Zanzo pelos poleiros e faço as perguntas que me são mais caras: como calcula-se o IDH de um galinheiro? Quem determina os indicadores? A alimentação não-transgênica é padronizada ou rola deliveries clandestinos vez ou outra? Escuto a mesma resposta padrão, somos muito felizes aqui. Galináceas praticamente treinadas para esconder a realidade me deixam muito perto de largar tudo e pegar os primeiros ovos que aparecem na minha frente sem me preocupar com mais nada, mas insisto.
Dou mais uma volta, agradeço a visita, ameaço partir quando uma Barrada se aproxima e abre o bico falando baixinho: acredita que no galinheiro não existe direito à reclamação? A declaração me abala. De que adianta um bom emprego, um bom lar, benefícios trabalhistas se não existe espaço eventual para um ou outro lamento ranzinza?

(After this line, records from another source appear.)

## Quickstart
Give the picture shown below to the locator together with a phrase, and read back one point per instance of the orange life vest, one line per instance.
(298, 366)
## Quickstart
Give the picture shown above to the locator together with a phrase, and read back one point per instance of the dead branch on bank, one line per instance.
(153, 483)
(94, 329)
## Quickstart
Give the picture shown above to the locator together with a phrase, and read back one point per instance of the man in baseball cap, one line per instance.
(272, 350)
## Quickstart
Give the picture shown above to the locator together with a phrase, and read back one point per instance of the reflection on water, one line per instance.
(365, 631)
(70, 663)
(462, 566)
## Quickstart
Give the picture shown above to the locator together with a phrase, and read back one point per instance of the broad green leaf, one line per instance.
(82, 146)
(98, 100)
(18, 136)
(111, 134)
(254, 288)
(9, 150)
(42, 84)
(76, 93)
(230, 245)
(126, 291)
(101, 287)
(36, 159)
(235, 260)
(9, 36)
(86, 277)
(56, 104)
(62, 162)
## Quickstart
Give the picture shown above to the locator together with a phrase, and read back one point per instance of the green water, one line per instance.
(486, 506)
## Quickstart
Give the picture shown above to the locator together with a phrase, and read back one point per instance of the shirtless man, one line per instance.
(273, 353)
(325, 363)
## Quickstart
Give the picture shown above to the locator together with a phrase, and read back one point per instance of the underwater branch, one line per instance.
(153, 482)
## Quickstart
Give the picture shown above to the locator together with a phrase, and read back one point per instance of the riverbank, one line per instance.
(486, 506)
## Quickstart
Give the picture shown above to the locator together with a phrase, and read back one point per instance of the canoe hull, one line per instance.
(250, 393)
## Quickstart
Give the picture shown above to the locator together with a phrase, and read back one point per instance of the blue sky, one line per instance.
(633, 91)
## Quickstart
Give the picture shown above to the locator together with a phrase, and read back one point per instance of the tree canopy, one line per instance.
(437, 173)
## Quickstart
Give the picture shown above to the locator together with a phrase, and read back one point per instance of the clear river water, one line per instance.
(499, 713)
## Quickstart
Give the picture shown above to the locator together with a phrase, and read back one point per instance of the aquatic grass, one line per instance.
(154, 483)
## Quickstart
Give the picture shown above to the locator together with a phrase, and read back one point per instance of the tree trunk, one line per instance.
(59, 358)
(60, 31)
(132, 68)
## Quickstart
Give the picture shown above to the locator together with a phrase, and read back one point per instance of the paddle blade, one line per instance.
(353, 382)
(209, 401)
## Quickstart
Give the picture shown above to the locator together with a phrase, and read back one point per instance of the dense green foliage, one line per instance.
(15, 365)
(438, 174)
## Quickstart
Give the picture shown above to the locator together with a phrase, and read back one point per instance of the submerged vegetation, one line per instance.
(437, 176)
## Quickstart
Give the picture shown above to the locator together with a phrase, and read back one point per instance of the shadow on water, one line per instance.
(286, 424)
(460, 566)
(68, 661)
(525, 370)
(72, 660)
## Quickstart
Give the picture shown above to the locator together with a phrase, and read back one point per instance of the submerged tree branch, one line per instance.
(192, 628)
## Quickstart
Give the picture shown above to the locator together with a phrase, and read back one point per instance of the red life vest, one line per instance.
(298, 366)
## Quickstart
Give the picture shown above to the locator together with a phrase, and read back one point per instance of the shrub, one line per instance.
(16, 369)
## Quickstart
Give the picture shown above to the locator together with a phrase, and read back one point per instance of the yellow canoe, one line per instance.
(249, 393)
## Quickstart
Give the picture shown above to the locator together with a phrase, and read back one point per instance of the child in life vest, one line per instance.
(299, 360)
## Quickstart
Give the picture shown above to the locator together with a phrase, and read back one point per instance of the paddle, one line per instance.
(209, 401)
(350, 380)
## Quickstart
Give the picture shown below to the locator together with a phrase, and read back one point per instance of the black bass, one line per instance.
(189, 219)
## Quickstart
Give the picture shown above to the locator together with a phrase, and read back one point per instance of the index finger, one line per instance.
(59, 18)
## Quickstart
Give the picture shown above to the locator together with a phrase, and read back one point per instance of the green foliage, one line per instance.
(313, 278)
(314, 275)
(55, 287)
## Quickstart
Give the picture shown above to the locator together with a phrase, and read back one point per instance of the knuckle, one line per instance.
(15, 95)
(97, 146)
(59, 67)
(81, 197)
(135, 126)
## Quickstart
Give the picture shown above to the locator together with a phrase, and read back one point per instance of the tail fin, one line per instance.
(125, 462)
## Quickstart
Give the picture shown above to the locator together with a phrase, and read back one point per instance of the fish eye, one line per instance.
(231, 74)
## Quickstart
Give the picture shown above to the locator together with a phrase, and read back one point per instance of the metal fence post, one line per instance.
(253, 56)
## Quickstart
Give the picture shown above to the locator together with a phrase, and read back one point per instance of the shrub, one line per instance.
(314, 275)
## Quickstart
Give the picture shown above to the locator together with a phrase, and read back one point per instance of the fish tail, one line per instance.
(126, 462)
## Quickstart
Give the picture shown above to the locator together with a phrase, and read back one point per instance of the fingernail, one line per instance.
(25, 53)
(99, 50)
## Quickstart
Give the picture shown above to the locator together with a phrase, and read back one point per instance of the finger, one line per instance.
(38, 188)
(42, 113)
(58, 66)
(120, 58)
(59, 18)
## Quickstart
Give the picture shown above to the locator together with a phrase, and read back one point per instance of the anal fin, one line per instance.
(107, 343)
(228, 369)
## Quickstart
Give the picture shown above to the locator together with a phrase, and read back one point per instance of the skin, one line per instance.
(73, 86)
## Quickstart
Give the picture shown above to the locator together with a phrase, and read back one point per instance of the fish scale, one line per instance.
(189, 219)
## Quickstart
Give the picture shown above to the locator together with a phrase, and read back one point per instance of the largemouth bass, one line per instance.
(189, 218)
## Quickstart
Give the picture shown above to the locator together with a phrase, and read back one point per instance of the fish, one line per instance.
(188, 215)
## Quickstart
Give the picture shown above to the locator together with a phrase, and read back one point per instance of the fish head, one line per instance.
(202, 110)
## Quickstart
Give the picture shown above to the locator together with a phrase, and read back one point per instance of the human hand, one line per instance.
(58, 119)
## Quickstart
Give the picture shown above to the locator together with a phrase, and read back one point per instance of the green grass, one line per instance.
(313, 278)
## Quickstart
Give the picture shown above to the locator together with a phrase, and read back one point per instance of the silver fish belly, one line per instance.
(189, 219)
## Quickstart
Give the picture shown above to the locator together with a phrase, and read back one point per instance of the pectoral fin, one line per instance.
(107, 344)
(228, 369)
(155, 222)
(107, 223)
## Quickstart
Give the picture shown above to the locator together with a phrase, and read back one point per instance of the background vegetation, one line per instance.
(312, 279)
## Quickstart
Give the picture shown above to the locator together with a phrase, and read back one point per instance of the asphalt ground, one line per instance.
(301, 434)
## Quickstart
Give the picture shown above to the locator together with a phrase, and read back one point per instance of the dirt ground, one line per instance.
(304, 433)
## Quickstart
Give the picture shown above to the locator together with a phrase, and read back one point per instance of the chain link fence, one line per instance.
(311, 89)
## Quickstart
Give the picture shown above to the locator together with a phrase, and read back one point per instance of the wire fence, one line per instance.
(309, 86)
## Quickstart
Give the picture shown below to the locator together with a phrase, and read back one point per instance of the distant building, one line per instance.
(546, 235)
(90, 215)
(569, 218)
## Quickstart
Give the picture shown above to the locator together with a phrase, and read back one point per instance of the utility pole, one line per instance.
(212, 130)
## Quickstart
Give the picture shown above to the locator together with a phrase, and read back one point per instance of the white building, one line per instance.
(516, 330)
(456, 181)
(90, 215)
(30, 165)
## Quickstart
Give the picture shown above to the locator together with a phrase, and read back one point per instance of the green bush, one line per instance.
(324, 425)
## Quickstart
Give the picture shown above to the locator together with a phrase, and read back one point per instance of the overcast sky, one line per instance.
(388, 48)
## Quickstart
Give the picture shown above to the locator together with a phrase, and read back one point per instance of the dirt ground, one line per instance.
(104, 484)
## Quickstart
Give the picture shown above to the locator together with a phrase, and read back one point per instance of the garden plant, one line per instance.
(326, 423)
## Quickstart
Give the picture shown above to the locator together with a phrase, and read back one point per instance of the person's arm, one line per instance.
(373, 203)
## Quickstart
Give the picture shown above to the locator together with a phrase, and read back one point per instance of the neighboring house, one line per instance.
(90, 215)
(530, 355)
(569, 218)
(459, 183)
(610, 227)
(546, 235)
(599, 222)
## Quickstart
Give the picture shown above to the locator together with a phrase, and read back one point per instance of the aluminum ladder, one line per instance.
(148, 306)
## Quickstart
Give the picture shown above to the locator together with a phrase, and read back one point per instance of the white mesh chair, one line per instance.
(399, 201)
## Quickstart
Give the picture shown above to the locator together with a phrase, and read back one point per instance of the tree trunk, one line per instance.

Como ficam as galinhas mal humoradas, que não querem passear no campo, nem dar rolês fora do galpão? Quem não gosta de milho crioulo, vai comer o que? A Barrada lembra de uma Galinha Gótica que passou uns tempos no Mundo Feliz. A última coisa que teve foi felicidade. Usava preto da crista à última pena, até seus ovos eram escuros como as maquiagens do Robert Smith. Não gostava de conversar com as companheiras de gaiola, escutava Bauhaus o dia inteiro, reclamava que o ar limpo das montanhas aumenta a expectativa de vida demais e logo iniciou uma greve de uma galinha só: não botaria nem mais um ovo a não ser que ganhasse uma suíte individual de 15 por 20 centímetros para escutar rock triste e viver sua rabugice em paz.
Já era de se esperar que o baixo astral da ave não fizesse sucesso com as demais colegas alegres de galinheiro. Coibidas pela nuvem cinzenta instalada sob a crista de cada uma, começaram a experimentar estresse, mágoa e confusão. Não demorou para que ciscar o chão e abrir as longas asas ao vento perdesse um pouco de graça. As galinhas começaram a emagrecer, pararam de botar, não sorriam mais. Algo precisava ser feito.
Tentaram conversas informais, entraram em contato com uma Codorna com interesses em psicanálise, mas a Galinha Gótica se recusava a falar. Entrou em voto de silêncio por oito dias. Tentando aproveitar o apreço por música, o galinheiro se uniu para criar uma playlist com Happy do Pharrell, Earth, Wind & Fire e Beach Boys. A Galinha Gótica disse que preferia ser surda. Sugeriram yoga, meditação, palestras da Monja Coen, maratona de Os Trapalhões e até a equivocada ideia de uma barra de chocolate. Todas ideias rejeitadas.
Antes de apelarem para constelação familiar, decidiram parar de insistir e partir para soluções mais definitivas. Nada teve mais efetividade do que chamar um Mura para uma ‘conversa’ um pouco mais intensa, para resolver, no sigilo, a questão da felicidade local. O galo de rinha acabou se empolgando e o destino da Galinha Gótica foi cravado a duras penas. O IDH do Mundo Feliz pulou de 9,2 a 10 mais uma vez e agora, sempre que estou no supermercado, procuro por ovos negros perdidos nos pentes, sonhando com o dia em que mau humor e a revolta sejam direitos básicos de todos — inclusive das galinhas.